The street is named after another shipwreck. The “Queen of Colonies” ran aground on this headland in 1863. The survivors were marooned for a couple of weeks living on shellfish and berries. One of the sailors carved the name of the ship on the trunk of a pandanus tree, which enabled resuers to eventually find them.
Shelly Beach is just round the corner from the headland. With rocky cliffs at either end, this I think this secluded stretch of coast is the gem of all of Caloundras beaches. It’s quiet, unspoilt and gorgous. The perfect place to chill out among the dunes.
As I rounded the southern headland, I had a great view of the surf rolling into Bribie Passage and Kings Beach. The Moreton Bay shipping lanes come in very close to shore here, so the clifftop seats are a perfect spot for ship-watching as the ocean-bound behemoths slowly change course and head seaward.
“Excuse me mate, you wouldn’t happen to have an Allen Key by any chance?”
“Yeah. Of course I do!”
“Oh great – my handle bars are loose and need tightening” he said as I wiggled them back and forth.
“My mates make fun of all the crap I carry in my bag”, I said as I tighted the handlebars. “Times like this I’m glad I do”, I added.
I checked out what they were riding. “Wow those bikes look amazing!”
“Yeah, my girlfriend bought them as a Christmas present…. Hey thanks so much for fixing our bikes.”
“No problems”, I said. “Just let me take your picture!”
The coolest thing about these single-speed bikes? A stubby holder on the top tube! Drop a can of your favourite drink in the holder, get your rubber footwear on, and cruise the beachside paths. Awesome!
I followed a skater and a cyclist along the boardwalk from Kings to Bullcock Beach. The skater had a horn that he honked at unwary pedestrians like a circus clown. I rode in his wake, as the pedestrians got out of his way.
The pedestrians seemed to prefer being honked at by a skater, rather than me ringing my bell. Strange.
I couldn’t resist taking a quick pic of the spot that Murray and I stood at on Bribie Island during our fat bike adventure a couple of weeks ago. It’s amazing how close these two spots are, but how “far apart” they are from a cycling perspective. I think one day I’ll paddle across this section of water at slack tide, just to close the 100m gap in my map.
At the western end of the boardwalk on Bullcock Beach, I took one last look back at the water before heading back along the main road to my starting point.
Caloundra is a beautiful part of the world. It seems much more relaxed than some of the more developed sea-side cities to its immediate north, and it has some gorgeous views.

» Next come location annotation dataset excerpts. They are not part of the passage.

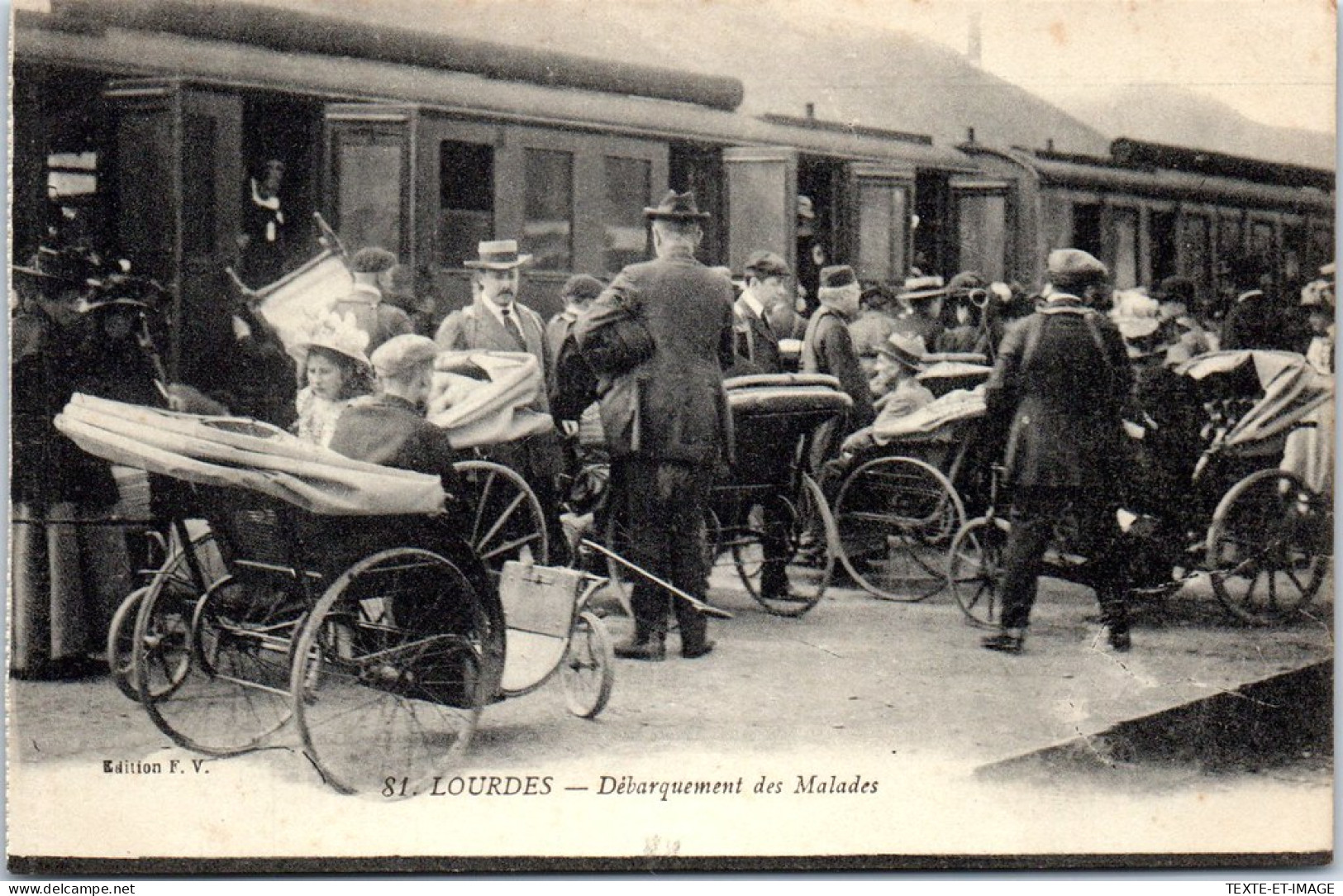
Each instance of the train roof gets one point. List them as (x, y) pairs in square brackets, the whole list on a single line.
[(1130, 172), (75, 36)]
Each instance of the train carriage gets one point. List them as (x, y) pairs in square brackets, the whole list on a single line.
[(139, 122)]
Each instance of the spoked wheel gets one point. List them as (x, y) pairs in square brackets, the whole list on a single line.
[(896, 519), (782, 551), (388, 677), (975, 567), (507, 517), (1268, 547), (587, 670), (231, 696), (169, 627)]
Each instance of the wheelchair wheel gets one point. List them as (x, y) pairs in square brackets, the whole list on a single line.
[(1268, 547), (231, 698), (896, 519), (793, 537), (387, 681), (172, 618), (974, 570), (587, 670), (507, 517)]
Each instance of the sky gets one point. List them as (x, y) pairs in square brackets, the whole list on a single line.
[(1271, 60)]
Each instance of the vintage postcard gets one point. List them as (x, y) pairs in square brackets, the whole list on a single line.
[(745, 434)]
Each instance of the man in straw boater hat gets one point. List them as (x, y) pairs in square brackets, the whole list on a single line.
[(388, 427), (660, 337), (496, 322), (374, 269), (1057, 391)]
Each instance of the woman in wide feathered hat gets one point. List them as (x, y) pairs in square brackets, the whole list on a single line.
[(336, 371)]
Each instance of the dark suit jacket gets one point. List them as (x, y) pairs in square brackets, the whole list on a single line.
[(388, 430), (756, 340), (474, 329), (1059, 387), (670, 407)]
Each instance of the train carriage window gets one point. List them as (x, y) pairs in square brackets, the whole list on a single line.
[(1196, 245), (1124, 227), (883, 210), (625, 240), (548, 202), (369, 178), (466, 200), (1087, 229), (198, 171), (1160, 236), (983, 234)]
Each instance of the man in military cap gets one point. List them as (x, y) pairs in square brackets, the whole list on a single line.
[(372, 269), (1057, 388), (827, 348), (665, 415), (767, 285)]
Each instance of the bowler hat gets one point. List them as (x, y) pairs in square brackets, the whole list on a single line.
[(922, 288), (582, 288), (763, 265), (498, 254), (372, 260), (1074, 264), (966, 281), (676, 207)]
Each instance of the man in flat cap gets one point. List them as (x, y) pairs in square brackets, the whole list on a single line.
[(1057, 388), (496, 322), (665, 415), (372, 269), (388, 427), (767, 285)]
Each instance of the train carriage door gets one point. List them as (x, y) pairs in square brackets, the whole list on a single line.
[(880, 221), (762, 203), (369, 193), (178, 210), (981, 242)]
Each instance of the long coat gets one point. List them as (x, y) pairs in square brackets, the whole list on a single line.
[(670, 407), (1059, 387), (474, 329), (756, 340)]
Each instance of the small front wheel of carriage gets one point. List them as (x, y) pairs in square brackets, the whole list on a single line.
[(896, 519), (974, 570), (587, 670), (508, 522), (1268, 547), (788, 541), (388, 677), (168, 631), (231, 696)]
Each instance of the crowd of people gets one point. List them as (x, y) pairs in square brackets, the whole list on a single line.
[(642, 361)]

After a bit of a climb up “Little Mountain” I followed the wide road shoulder back to my starting point, waving some furious hand signals as I went through the intersection at the Bruce Highway, to make drivers saw me. It looks comical, but instead of sticking my arm out to the right, in heavy traffic I stick it out and flap it wildly so motorists behind me can see me more easily. The probably think I’m crazy, or pretending to be a bird, but I’d rather be crazy, visible and alive than respectable, invisible, dead.

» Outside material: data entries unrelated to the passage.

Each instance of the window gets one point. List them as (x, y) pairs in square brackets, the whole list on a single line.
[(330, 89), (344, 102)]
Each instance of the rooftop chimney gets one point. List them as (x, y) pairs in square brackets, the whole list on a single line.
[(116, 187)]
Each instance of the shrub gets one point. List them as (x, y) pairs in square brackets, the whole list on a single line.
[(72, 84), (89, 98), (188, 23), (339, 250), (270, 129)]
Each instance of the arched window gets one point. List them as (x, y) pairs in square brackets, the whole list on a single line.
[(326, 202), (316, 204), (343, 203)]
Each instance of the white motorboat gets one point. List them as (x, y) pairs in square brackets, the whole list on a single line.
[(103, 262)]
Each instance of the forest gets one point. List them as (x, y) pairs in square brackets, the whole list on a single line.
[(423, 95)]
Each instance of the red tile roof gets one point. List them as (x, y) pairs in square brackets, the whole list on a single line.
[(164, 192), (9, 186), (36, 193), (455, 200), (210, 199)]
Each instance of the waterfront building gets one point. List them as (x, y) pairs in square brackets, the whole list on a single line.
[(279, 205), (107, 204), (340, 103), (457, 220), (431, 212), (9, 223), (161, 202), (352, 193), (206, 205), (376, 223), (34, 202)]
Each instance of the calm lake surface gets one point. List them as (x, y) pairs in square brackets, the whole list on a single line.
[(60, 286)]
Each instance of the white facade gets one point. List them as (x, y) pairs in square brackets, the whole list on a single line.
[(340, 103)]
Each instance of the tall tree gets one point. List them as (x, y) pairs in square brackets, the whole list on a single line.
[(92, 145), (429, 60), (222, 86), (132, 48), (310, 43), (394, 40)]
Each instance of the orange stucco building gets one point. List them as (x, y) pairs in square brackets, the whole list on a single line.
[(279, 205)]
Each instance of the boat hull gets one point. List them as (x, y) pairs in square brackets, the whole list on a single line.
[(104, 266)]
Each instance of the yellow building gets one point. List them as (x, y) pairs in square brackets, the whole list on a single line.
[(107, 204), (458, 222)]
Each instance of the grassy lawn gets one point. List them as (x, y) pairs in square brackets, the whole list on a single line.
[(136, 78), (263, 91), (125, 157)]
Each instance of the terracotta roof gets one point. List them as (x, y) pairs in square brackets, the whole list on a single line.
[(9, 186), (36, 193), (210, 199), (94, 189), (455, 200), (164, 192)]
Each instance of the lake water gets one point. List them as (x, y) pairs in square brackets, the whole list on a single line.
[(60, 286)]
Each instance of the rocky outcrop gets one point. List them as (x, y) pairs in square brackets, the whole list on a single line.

This ride was about 45km with about 400m of climbing. It took me Three and a half hours during which I burned about 1,600 kcal.
Apart from short sections of busy traffic, it’s an easy laid-back ride with spectacular views of the ocean.
If you’re vacationing at Caloundra, I’d thoroughly recommend the coastal bikepath / board walk between Dicky Beach and Bullcock Beach.
I’ll rate it 5.5 out of 10 on the tough-o-meter.